COMENTARIO

 Ct 3,6-5,1 

Si leemos el Cantar como una unidad, este tercer poema está en el centro y tiene sus particularidades respecto de los otros. Faltan los estribillos que se repiten en los otros poemas del Cantar (2,6-7: cfr 3,5; 8,3-4; y 2,16: cfr 6,3; 7,11), y, frente al diálogo y la exaltación que dominaban los anteriores, el tono de este poema es más descriptivo.

Dentro de una cierta heterogeneidad de contenidos —descripción de la litera de Salomón (3,6-10), de la belleza de la «amada» (4,1-7), y de la «esposa» (4,8-15), con un diálogo final (4,16-5,1)— y de formas —se recogen una palabra griega (3,9: appyron) y otra persa (4,13: pardes)— que hacen pensar en una unión artificial de poesías de procedencia diversa, el poema se deja leer como una unidad en torno al «Día de bodas» (cfr 3,11).

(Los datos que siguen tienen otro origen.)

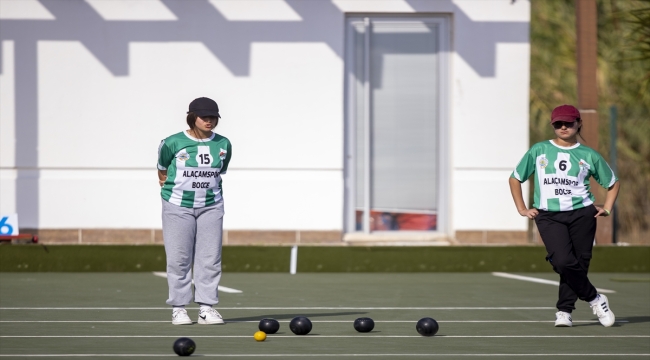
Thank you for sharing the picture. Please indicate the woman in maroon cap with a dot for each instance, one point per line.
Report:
(190, 166)
(564, 209)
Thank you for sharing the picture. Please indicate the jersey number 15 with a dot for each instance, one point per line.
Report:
(205, 159)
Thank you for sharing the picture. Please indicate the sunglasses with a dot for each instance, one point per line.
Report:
(560, 124)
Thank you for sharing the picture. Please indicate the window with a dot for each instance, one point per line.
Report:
(395, 123)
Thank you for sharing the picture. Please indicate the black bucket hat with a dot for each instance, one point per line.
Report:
(204, 107)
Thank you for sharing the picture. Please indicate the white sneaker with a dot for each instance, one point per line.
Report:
(209, 316)
(602, 310)
(180, 317)
(563, 319)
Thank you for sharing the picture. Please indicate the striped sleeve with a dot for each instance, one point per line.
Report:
(165, 156)
(226, 161)
(603, 174)
(525, 168)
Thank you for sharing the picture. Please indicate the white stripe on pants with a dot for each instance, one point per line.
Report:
(193, 236)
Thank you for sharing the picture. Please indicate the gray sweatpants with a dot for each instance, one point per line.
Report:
(193, 237)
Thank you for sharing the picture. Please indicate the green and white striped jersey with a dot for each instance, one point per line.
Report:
(194, 168)
(562, 175)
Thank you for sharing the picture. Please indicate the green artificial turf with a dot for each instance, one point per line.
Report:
(97, 258)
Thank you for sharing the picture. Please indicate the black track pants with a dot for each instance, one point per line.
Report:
(569, 238)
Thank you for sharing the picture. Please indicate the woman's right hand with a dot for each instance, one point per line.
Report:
(529, 213)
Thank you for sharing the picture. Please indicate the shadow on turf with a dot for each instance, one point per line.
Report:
(291, 316)
(620, 321)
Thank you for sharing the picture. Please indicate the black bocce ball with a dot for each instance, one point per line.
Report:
(300, 325)
(427, 327)
(184, 346)
(269, 326)
(364, 324)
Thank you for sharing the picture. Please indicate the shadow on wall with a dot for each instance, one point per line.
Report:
(197, 21)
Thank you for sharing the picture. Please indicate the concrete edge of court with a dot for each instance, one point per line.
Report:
(130, 258)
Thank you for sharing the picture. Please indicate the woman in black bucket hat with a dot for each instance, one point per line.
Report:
(190, 166)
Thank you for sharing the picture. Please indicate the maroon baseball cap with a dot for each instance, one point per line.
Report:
(566, 113)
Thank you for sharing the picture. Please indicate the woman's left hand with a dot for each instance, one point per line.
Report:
(601, 212)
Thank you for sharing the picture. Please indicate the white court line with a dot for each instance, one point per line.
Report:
(285, 308)
(326, 336)
(221, 288)
(314, 321)
(308, 355)
(541, 281)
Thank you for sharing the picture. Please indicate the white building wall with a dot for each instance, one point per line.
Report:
(109, 80)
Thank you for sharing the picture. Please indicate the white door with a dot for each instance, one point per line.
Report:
(396, 123)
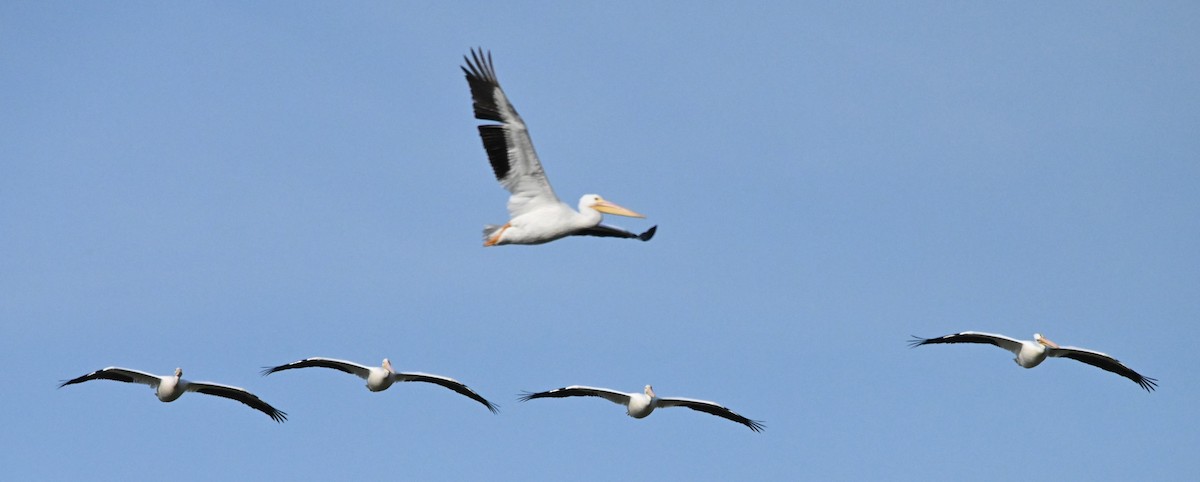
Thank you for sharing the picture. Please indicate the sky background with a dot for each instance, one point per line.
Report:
(222, 187)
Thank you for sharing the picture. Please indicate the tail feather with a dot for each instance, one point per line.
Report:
(490, 230)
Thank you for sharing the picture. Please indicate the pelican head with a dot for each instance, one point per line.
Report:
(595, 202)
(1039, 338)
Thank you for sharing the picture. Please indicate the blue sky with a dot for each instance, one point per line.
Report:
(223, 187)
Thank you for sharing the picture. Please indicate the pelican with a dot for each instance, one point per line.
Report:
(171, 387)
(639, 405)
(537, 214)
(381, 378)
(1031, 354)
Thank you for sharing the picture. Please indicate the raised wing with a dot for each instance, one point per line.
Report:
(339, 365)
(508, 144)
(240, 395)
(449, 383)
(119, 374)
(580, 391)
(1001, 341)
(714, 409)
(611, 232)
(1104, 361)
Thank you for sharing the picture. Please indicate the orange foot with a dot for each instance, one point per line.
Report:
(493, 240)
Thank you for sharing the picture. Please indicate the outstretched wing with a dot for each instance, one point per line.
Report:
(714, 409)
(1001, 341)
(580, 391)
(339, 365)
(118, 374)
(1104, 361)
(240, 395)
(604, 230)
(508, 144)
(449, 383)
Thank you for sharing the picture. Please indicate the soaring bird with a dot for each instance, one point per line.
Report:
(382, 377)
(1031, 354)
(639, 405)
(171, 387)
(537, 214)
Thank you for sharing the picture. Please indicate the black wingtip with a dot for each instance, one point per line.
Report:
(648, 234)
(756, 425)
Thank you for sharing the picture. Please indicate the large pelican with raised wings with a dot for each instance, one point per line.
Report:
(639, 405)
(537, 214)
(381, 378)
(1031, 354)
(171, 387)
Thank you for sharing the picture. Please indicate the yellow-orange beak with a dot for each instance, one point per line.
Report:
(613, 209)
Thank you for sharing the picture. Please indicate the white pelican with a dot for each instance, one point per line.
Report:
(171, 387)
(537, 214)
(381, 378)
(1031, 354)
(639, 405)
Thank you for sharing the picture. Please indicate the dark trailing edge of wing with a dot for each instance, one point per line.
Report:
(952, 338)
(1113, 365)
(306, 363)
(247, 398)
(496, 143)
(481, 78)
(610, 232)
(103, 374)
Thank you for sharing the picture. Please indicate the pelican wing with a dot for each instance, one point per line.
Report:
(449, 383)
(339, 365)
(580, 391)
(714, 409)
(240, 395)
(1001, 341)
(604, 230)
(119, 374)
(1104, 361)
(508, 144)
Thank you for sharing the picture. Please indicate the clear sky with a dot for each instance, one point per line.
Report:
(223, 186)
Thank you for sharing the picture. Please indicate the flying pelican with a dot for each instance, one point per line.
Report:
(1031, 354)
(171, 387)
(639, 405)
(381, 378)
(537, 214)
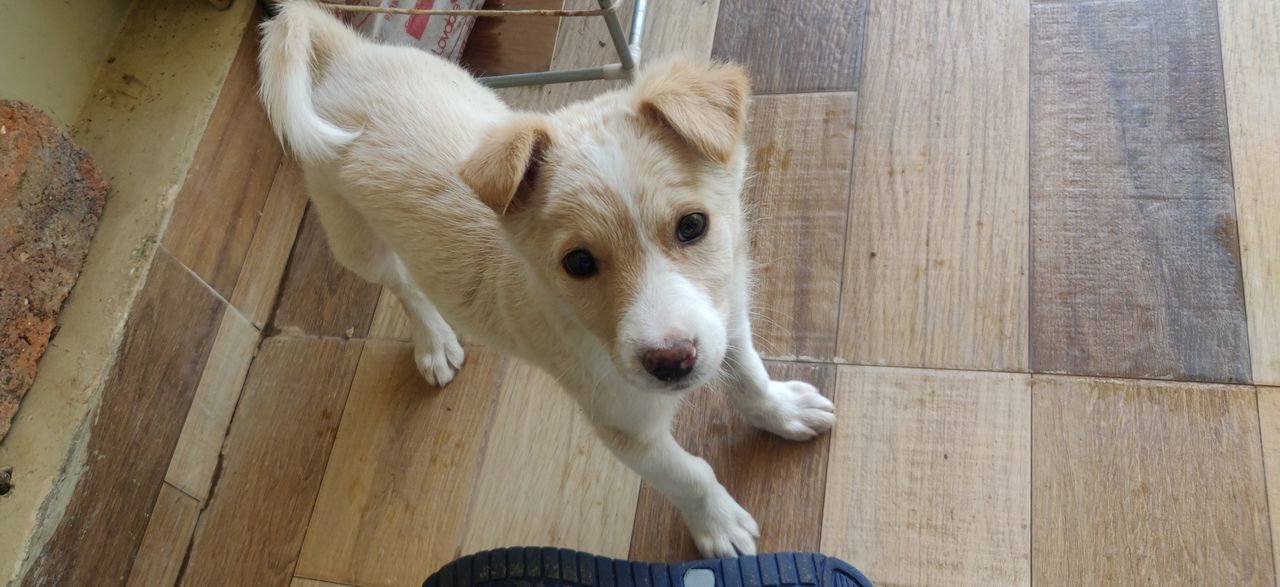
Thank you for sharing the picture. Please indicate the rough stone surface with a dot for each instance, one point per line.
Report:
(50, 200)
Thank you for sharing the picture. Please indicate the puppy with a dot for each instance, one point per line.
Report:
(603, 242)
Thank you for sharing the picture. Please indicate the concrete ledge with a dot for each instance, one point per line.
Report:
(146, 114)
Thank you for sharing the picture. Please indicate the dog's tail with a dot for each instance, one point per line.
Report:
(301, 35)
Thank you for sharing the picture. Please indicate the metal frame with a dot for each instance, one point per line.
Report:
(627, 49)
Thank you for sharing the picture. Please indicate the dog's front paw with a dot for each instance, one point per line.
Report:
(723, 528)
(440, 362)
(795, 411)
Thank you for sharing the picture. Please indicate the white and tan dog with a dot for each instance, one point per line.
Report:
(603, 242)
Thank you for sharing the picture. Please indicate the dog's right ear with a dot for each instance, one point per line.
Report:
(507, 161)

Supuesta la unidad del poema, que sin duda es artificial, estos versos subrayan el aspecto visual. Comienzan con el descubrimiento en el horizonte de «algo» que se acerca, y, al poco, se ve que es la litera de Salomón con su escolta (3,6-7). En la cercanía se describen, con asombro, la litera y Salomón (3,8-11).

El canto no especifica quién sube desde el desierto. Si, en paralelo con 8,5, pensamos que es la amada, la imagen se prolonga a continuación con la descripción de su belleza por parte del amado (4,1-15). Esta descripción tiene dos secciones. En la primera (4,1-7) la joven es denominada «amada» y recoge un retrato poético del cuerpo de la mujer; en la segunda (4,8-15), es llamada «esposa» y expresa más bien los sentimientos que ésta despierta en el amado.

Una de las imágenes que el amado aplica a la esposa es la de «huerto cerrado» (4,12; cfr 4,15). En la parte final del poema se retoma esta imagen para expresar la unión nupcial. Esta parte se cierra con la invitación a la alegría que deben compartir los amigos del esposo por esta unión.

La alianza esponsal de Dios con Israel es motivo recurrente en la literatura profética, pero se prolonga en los Padres de la Iglesia que leen en estos versos el desposorio de Cristo con la Iglesia en la Cruz. San Hipólito, Orígenes, y otros, son testigos de esta aplicación: «El Verbo de Dios descendió para unirse a su Esposa, muriendo voluntariamente por ella para transformarla en gloriosa e inmaculada en el baño de la purificación. Porque, de otra forma, la Iglesia no podría concebir a los creyentes, ni hacerlos nacer de nuevo con el baño de la regeneración» (S. Metodio de Olimpo, Symposium 3,8).